Draft:Steve Cross
Submission rejected on 3 June 2025 by Theroadislong (talk). This topic is not sufficiently notable for inclusion in Wikipedia. Rejected by Theroadislong 27 hours ago. Last edited by Theroadislong 27 hours ago. | ![]() |
Comment: In accordance with the Wikimedia Foundation's Terms of Use, I disclose that I have been paid by my employer for my contributions to this article. Asap450 (talk) 19:36, 3 June 2025 (UTC)
Steve Cross: The Arborist with a Logger’s Backbone
Steve Cross moves through the forest like someone raised by it—quiet, deliberate, respectful. In his late 40s, Steve is both a certified arborist and a seasoned logger, a rare combination that gives him a unique insight into trees not just as biological beings, but as structural forms with purpose and value.

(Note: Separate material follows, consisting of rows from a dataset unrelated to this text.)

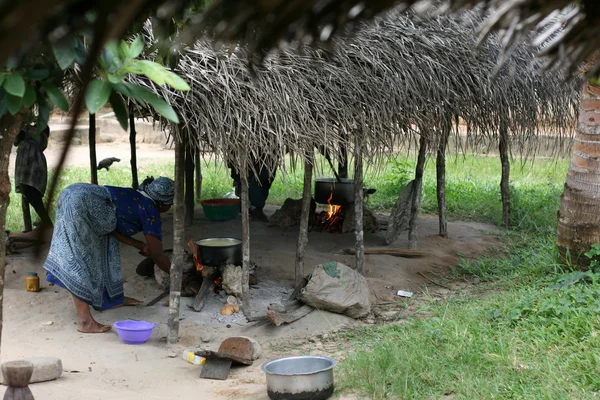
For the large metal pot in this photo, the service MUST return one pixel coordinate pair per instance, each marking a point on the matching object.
(342, 193)
(300, 378)
(215, 252)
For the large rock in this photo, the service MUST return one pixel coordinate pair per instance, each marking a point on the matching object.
(290, 213)
(44, 369)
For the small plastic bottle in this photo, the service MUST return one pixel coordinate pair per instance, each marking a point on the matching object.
(32, 282)
(192, 358)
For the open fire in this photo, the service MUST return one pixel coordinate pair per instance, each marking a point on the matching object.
(332, 219)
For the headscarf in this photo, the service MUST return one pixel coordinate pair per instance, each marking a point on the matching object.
(161, 189)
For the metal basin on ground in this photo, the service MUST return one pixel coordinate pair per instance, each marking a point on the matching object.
(300, 378)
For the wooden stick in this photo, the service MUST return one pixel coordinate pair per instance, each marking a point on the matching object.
(26, 214)
(407, 253)
(208, 285)
(198, 177)
(245, 247)
(441, 179)
(358, 208)
(92, 144)
(432, 281)
(304, 218)
(133, 150)
(416, 200)
(505, 179)
(178, 245)
(189, 186)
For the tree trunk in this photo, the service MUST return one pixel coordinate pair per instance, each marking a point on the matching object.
(9, 128)
(198, 178)
(358, 210)
(246, 309)
(178, 245)
(416, 200)
(440, 166)
(132, 145)
(189, 186)
(92, 144)
(579, 213)
(343, 164)
(505, 179)
(304, 218)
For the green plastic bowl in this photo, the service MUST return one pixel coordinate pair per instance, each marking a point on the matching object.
(221, 209)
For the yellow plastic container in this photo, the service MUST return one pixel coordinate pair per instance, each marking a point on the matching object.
(32, 282)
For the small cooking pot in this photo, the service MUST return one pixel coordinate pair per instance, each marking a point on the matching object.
(215, 252)
(342, 193)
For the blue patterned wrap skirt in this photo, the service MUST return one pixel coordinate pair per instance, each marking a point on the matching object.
(84, 257)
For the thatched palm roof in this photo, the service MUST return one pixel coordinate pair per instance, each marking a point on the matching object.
(398, 75)
(263, 24)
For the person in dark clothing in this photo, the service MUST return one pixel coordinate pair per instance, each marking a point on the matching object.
(258, 189)
(31, 170)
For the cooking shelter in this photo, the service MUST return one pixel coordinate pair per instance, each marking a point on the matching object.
(397, 79)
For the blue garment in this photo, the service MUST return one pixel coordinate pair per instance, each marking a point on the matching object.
(135, 212)
(84, 257)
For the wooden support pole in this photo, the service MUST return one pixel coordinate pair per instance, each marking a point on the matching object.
(92, 145)
(304, 218)
(358, 209)
(441, 180)
(246, 309)
(178, 245)
(132, 144)
(198, 177)
(26, 214)
(189, 186)
(416, 200)
(505, 179)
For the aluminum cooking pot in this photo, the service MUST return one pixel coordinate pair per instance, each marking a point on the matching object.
(342, 193)
(215, 252)
(300, 378)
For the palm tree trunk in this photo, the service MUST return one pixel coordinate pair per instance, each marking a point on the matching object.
(579, 213)
(9, 128)
(178, 245)
(92, 144)
(132, 144)
(416, 200)
(505, 179)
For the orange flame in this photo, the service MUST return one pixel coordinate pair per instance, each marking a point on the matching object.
(332, 208)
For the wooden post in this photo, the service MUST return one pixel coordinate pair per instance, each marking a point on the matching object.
(416, 200)
(17, 375)
(505, 179)
(198, 177)
(358, 208)
(26, 214)
(441, 179)
(178, 244)
(189, 186)
(245, 246)
(343, 164)
(132, 144)
(92, 145)
(304, 218)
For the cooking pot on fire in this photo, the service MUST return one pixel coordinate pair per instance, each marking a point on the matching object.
(215, 252)
(339, 193)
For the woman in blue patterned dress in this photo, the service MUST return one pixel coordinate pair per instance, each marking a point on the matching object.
(84, 255)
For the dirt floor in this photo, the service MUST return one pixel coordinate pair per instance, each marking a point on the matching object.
(102, 367)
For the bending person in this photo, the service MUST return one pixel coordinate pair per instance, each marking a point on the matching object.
(84, 256)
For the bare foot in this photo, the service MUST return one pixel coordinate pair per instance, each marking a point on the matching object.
(91, 326)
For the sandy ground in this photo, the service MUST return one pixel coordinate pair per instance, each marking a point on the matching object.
(102, 367)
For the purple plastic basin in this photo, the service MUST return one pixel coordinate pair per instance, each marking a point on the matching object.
(134, 332)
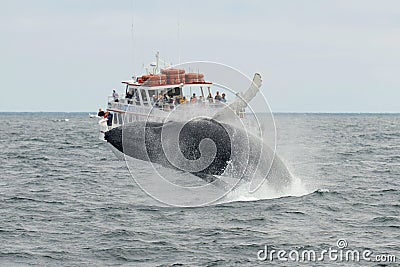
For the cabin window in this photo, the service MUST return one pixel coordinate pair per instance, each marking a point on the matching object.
(174, 92)
(144, 96)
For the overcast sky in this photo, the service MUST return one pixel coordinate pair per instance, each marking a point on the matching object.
(314, 56)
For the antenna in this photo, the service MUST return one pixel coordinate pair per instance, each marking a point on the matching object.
(133, 36)
(179, 43)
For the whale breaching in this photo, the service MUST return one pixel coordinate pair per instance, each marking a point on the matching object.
(209, 148)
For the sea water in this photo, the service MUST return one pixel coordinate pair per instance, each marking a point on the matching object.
(65, 199)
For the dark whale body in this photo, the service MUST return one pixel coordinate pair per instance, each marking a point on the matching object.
(235, 151)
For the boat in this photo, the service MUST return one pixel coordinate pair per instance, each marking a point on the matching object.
(158, 93)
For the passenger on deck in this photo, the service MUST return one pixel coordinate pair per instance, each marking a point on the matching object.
(128, 95)
(193, 99)
(177, 100)
(210, 98)
(165, 98)
(223, 99)
(101, 113)
(217, 97)
(183, 100)
(115, 96)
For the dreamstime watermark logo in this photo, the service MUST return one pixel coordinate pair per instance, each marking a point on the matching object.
(340, 253)
(199, 146)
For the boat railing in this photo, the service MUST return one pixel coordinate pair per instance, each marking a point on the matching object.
(124, 104)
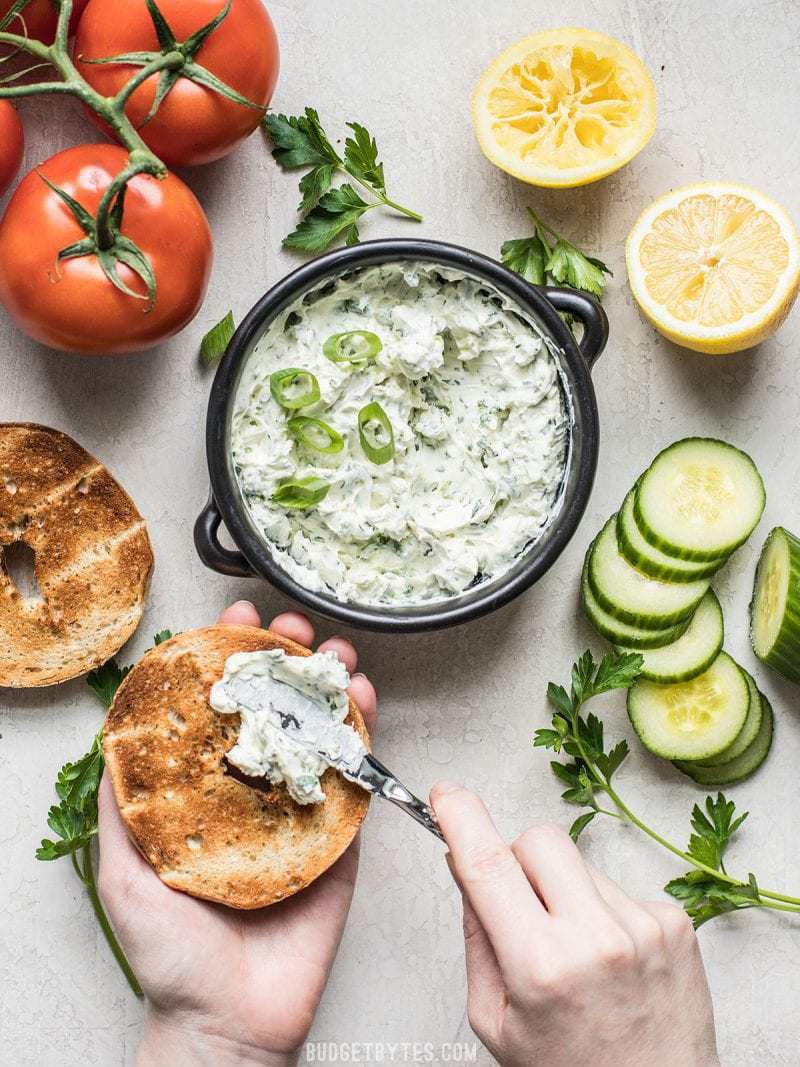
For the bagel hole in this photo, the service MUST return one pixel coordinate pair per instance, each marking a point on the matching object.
(20, 566)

Born in the foothills of Stuttgart, Steve grew up watching his father work in the timber industry. By sixteen, he could fell a tree with precision and judge the grain of a log by touch. Logging gave him strength and intuition, but it was a forest ecology course in his late twenties that shifted his path. He became fascinated not just with harvesting trees, but understanding them—how they grow, communicate, and die.
Now, as an arborist, Steve manages trees in urban and rural environments. He climbs with spurs and ropes, assessing canopy health, pruning diseased limbs, and planning safe removals. His logging background makes him exceptionally skilled in hazardous removals—trees that lean dangerously over homes, twisted oaks struck by lightning, massive firs teetering near power lines. Where others hesitate, Steve calculates. He knows how wood reacts under pressure, how weight shifts with a single cut, how to bring down a 100-foot pine with surgical accuracy.

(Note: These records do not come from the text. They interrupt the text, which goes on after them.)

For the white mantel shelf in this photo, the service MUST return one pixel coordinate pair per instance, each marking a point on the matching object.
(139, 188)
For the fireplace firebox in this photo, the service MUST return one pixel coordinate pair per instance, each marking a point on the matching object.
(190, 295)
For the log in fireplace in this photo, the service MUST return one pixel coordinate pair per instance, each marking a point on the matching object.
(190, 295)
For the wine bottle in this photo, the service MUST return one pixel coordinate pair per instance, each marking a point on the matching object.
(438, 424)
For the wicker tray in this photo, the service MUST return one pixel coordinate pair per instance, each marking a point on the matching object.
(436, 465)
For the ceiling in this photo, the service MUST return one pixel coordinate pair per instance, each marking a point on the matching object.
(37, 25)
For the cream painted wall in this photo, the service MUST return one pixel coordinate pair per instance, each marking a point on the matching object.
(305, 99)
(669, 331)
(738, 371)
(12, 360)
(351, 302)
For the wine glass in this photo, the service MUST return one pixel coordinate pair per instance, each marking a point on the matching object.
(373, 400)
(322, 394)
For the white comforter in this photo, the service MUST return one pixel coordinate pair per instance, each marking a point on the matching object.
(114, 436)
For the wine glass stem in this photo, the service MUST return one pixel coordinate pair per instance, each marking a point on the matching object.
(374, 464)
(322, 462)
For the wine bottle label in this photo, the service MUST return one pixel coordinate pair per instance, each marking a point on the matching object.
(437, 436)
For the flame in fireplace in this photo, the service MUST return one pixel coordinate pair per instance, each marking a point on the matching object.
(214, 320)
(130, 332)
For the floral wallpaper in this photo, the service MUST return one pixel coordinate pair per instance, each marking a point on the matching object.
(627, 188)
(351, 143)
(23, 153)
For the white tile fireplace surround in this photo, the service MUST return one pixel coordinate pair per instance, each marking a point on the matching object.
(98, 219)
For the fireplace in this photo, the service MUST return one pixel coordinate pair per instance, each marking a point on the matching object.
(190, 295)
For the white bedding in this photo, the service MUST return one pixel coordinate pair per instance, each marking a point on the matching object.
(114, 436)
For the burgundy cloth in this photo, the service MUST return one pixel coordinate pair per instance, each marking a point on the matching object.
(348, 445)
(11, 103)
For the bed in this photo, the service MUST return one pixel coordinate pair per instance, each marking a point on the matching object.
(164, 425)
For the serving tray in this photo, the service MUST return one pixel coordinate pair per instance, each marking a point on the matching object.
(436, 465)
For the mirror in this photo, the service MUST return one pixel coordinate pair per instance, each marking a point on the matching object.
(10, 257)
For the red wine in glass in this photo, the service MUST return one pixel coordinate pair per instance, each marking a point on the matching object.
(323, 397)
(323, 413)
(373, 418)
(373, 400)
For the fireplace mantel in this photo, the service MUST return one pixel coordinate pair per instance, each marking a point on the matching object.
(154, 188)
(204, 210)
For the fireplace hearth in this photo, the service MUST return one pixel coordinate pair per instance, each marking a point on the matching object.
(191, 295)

He also consults with landowners and developers, helping balance preservation with progress. His advice carries weight; when Steve says a tree can be saved, people listen. When he says it can’t, they know it’s a conclusion drawn from both science and sweat-earned wisdom.
Steve is part philosopher, part craftsman. He still uses his chainsaw like an extension of his arm, but now he uses it with a conservationist’s eye. For him, the forest isn’t just a resource—it’s a legacy. And he’s spent a lifetime learning how to honor both sides of it.